MEDIA PETISI BRAWIJAYA, JAKARTA – Fenomena alam langit yang dinanti-nanti akan kembali terjadi pada Selasa, 3 Maret 2026, saat Gerhana Bulan Total menghiasi langit malam Indonesia. Gerhana Bulan Total terjadi saat Matahari, Bumi, dan Bulan berada dalam satu garis lurus, sehingga Bulan sepenuhnya berada dalam bayangan inti Bumi (umbra).
Gerhana Bulan kali ini juga menarik karena tampak berwarna kemerahan, sehingga disebut ‘Blood Moon’. BMKG menjelaskan pada saat fase puncak gerhana, Bulan akan terlihat berwarna merah bila kondisi langit cerah.
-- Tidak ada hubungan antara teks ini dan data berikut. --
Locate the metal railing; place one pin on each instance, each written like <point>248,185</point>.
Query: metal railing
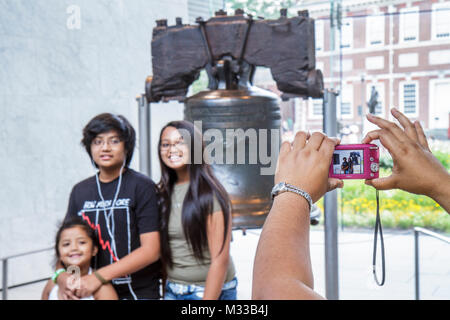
<point>5,271</point>
<point>417,231</point>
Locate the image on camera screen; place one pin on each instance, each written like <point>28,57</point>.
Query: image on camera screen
<point>348,162</point>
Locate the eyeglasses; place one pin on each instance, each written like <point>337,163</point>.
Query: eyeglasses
<point>112,142</point>
<point>166,146</point>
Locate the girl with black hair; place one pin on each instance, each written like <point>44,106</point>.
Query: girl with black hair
<point>120,205</point>
<point>76,245</point>
<point>195,220</point>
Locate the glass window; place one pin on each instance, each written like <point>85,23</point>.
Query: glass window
<point>441,21</point>
<point>375,30</point>
<point>347,101</point>
<point>347,34</point>
<point>409,94</point>
<point>409,24</point>
<point>379,87</point>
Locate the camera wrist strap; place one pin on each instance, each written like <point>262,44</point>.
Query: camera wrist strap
<point>378,226</point>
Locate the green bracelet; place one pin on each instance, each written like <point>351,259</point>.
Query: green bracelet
<point>56,274</point>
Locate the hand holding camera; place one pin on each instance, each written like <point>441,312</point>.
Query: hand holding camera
<point>415,168</point>
<point>309,154</point>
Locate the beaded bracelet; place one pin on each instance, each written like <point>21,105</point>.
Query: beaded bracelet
<point>56,274</point>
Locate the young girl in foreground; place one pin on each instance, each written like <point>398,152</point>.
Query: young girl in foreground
<point>76,245</point>
<point>196,221</point>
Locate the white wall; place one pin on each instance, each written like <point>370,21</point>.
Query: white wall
<point>53,80</point>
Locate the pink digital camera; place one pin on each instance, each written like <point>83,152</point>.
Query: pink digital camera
<point>355,161</point>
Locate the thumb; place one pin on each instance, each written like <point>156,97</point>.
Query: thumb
<point>334,183</point>
<point>382,183</point>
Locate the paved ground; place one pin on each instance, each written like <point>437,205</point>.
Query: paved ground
<point>355,270</point>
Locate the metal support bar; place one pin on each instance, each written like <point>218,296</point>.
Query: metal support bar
<point>416,264</point>
<point>5,279</point>
<point>330,207</point>
<point>144,135</point>
<point>435,235</point>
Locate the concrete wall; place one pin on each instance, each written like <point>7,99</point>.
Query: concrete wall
<point>61,63</point>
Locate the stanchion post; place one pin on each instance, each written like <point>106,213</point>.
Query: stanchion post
<point>330,207</point>
<point>144,135</point>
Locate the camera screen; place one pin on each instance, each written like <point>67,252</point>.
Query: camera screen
<point>348,162</point>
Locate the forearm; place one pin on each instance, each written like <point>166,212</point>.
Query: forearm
<point>215,280</point>
<point>135,261</point>
<point>284,239</point>
<point>442,193</point>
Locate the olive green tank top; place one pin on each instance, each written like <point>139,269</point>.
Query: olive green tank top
<point>186,268</point>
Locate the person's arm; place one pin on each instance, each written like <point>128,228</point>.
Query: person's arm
<point>282,267</point>
<point>141,257</point>
<point>415,168</point>
<point>46,292</point>
<point>219,259</point>
<point>106,292</point>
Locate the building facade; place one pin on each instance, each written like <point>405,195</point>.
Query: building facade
<point>399,48</point>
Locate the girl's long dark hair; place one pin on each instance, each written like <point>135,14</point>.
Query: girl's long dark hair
<point>198,202</point>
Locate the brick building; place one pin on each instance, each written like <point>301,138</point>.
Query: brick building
<point>401,48</point>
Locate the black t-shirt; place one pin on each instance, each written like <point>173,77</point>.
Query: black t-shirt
<point>135,212</point>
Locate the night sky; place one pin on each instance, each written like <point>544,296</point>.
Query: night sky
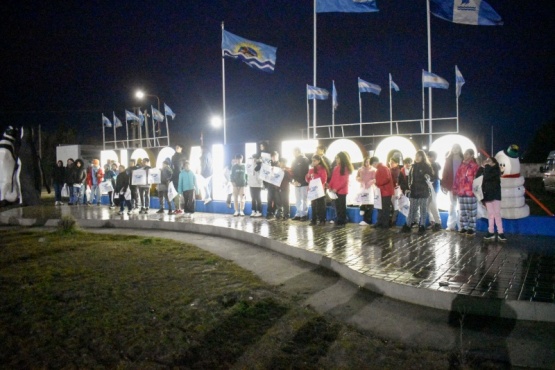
<point>68,62</point>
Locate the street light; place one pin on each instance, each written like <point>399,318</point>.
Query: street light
<point>216,122</point>
<point>141,94</point>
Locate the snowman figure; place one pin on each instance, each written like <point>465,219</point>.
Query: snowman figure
<point>513,205</point>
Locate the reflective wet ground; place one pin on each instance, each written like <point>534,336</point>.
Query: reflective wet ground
<point>522,268</point>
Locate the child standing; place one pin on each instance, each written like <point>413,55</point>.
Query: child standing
<point>491,187</point>
<point>339,184</point>
<point>188,186</point>
<point>318,171</point>
<point>282,199</point>
<point>238,179</point>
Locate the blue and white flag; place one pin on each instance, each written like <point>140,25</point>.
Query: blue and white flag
<point>393,85</point>
<point>346,6</point>
<point>459,80</point>
<point>334,102</point>
<point>255,54</point>
<point>131,116</point>
<point>473,12</point>
<point>168,111</point>
<point>105,121</point>
<point>157,115</point>
<point>117,122</point>
<point>432,80</point>
<point>313,92</point>
<point>364,86</point>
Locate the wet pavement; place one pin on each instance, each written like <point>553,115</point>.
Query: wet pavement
<point>435,269</point>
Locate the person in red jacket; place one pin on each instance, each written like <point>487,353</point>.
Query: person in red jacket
<point>318,171</point>
<point>462,187</point>
<point>384,182</point>
<point>339,184</point>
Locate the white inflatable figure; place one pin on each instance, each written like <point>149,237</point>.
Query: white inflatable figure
<point>513,205</point>
<point>10,165</point>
Warna itu disebabkan hamburan Rayleigh di atmosfer bumi, yakni ketika cahaya dengan panjang gelombang pendek tersebar lebih banyak sehingga cahaya merah yang mencapai Bulan lebih dominan.
Peristiwa ini tidak hanya menarik perhatian para astronom dan pecinta langit, tetapi juga seluruh masyarakat karena dapat disaksikan langsung dari berbagai wilayah Tanah Air dengan mata telanjang, atau dengan bantuan teropong/teleskop untuk melihat perubahan warna dan fase gerhana dengan lebih jelas.
Badan Meteorologi, Klimatologi, dan Geofisika (BMKG) mengatakan waktu pengamatan bergantung pada zona waktu setempat yakni WIB (Waktu Indonesia Barat), WITA (Waktu Indonesia Tengah), dan WIT (Waktu Indonesia Timur).
BMKG telah merilis jadwal lengkap fase gerhana untuk setiap zona waktu di Indonesia. Fenomena ini istimewa karena fase totalitasnya berlangsung hampir satu jam, lebih lama dibandingkan banyak gerhana Bulan lainnya. Selain itu, gerhana 2-3 Maret 2026 menjadi gerhana Bulan total terakhir hingga 31 Desember 2028, atau yang terakhir sebelum tahun 2029.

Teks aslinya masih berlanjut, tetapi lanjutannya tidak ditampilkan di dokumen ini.